The reply was interpreted as a Fine Gael affirmative for bomber planes to be included in a vastly increased future military budget. But, to the man in the street, the purchase of fighter jets makes no sense. 

How can they deter Ali Baba and his Forty Throat Slitters who operate deep within Europe’s capitals, they ask?  Rather the plan is seen as a devious PR stunt to turn Ireland into a fully committed participant in the Western alliance, with NATO as the prime organisation. 

The Gardaí certainly have no plans to bomb Isis, should the savages be found operating in this country. In fact the Boys in Blue have no plans at all for dealing with the biggest terrorist threat in history – which is remarkable.

As reported in this newspaper, a leading imam, Dr Ali al-Saleh, warned that Ireland was not doing enough to combat Isis and he pointed to extremists congregating at two of the 26 mosques in Ireland.

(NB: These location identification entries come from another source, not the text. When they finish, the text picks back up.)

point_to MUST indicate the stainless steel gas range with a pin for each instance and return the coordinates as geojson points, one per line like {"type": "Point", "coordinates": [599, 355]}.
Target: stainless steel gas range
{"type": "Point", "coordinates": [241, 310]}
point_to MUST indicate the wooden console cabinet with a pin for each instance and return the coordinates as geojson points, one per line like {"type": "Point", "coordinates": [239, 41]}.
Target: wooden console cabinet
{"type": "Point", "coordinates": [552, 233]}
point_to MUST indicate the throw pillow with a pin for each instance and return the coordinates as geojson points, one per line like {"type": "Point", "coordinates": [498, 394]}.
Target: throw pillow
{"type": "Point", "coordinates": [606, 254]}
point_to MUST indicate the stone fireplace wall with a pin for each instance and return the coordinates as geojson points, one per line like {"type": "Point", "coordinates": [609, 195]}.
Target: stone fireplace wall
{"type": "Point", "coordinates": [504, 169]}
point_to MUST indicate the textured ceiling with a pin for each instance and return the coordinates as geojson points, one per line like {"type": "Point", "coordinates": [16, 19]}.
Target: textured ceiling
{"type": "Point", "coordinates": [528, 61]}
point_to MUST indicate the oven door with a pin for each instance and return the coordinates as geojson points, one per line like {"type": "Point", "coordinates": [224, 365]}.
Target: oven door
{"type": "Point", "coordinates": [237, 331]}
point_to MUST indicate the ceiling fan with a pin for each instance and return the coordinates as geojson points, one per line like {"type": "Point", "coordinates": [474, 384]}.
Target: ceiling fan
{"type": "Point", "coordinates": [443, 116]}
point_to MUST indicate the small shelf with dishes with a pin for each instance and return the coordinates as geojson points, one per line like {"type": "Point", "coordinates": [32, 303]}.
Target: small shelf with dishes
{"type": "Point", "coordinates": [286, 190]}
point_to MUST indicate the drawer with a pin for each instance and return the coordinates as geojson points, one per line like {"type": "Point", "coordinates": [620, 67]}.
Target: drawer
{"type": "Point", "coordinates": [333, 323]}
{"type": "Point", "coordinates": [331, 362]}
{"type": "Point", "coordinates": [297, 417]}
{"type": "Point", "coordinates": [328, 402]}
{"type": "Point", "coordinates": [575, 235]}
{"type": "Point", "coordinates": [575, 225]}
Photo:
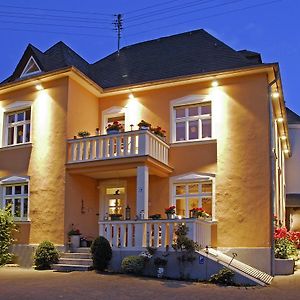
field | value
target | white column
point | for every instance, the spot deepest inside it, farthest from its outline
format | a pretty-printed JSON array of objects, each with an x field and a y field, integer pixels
[{"x": 142, "y": 190}]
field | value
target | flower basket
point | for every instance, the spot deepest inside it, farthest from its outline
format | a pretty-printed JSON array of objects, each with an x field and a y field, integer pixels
[
  {"x": 115, "y": 217},
  {"x": 143, "y": 125},
  {"x": 114, "y": 128}
]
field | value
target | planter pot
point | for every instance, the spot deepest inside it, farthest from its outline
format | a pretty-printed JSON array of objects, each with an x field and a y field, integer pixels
[
  {"x": 75, "y": 241},
  {"x": 114, "y": 131},
  {"x": 170, "y": 216},
  {"x": 284, "y": 266},
  {"x": 144, "y": 127}
]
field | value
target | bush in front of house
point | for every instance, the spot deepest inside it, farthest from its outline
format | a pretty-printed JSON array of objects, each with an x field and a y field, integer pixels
[
  {"x": 133, "y": 264},
  {"x": 284, "y": 248},
  {"x": 101, "y": 253},
  {"x": 223, "y": 277},
  {"x": 45, "y": 255},
  {"x": 7, "y": 227}
]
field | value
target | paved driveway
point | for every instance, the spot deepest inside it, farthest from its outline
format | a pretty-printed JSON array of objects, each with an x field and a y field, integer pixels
[{"x": 22, "y": 284}]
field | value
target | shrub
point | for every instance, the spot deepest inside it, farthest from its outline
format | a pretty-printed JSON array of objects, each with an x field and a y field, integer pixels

As well, between 30 and 40 Irish citizens (no one knows the exact number) went to join Isis, some of whom have now returned from Syria.

As for the Garda response, well, it is not unlike that of the Army officers:  namely, sort the cash out first, Mr Kenny, and we’ll see what can be done.  In carefully placed reports in the printed media, ‘security sources’ declared that the failure to fill vacancies and the slashing of overtime budgets ‘limited Ireland’s ability to maintain a handle on the activities of potential Islamic extremists.’

The specially-created Counter Terrorism International (CTI) has about 30 members and loads of jobs that can’t be filled because of cutbacks.  Even the infamous auld Special Detective Unit has fallen victim to overtime cuts, with Branchmen complaining they can’t keep tabs on suspects without proper back-up.  In short, the garda response to Isis is a shambles.

But most astonishing of all is the fact that there is not one Garda within the surveillance units who can speak or read Arabic; and there is nobody with Arabic skills to monitor social media for security issues.  When in a fix, the Gardaí rely on outside bodies such as Interpol, the PSNI, private citizens and one or two Muslims who are members of the Garda Reserve. 

And yet, in response to jingoistic NATO demands, Coveney and the Blueshirts appear ready to invest millions in the purchase of fighter planes! What sort of madness is that?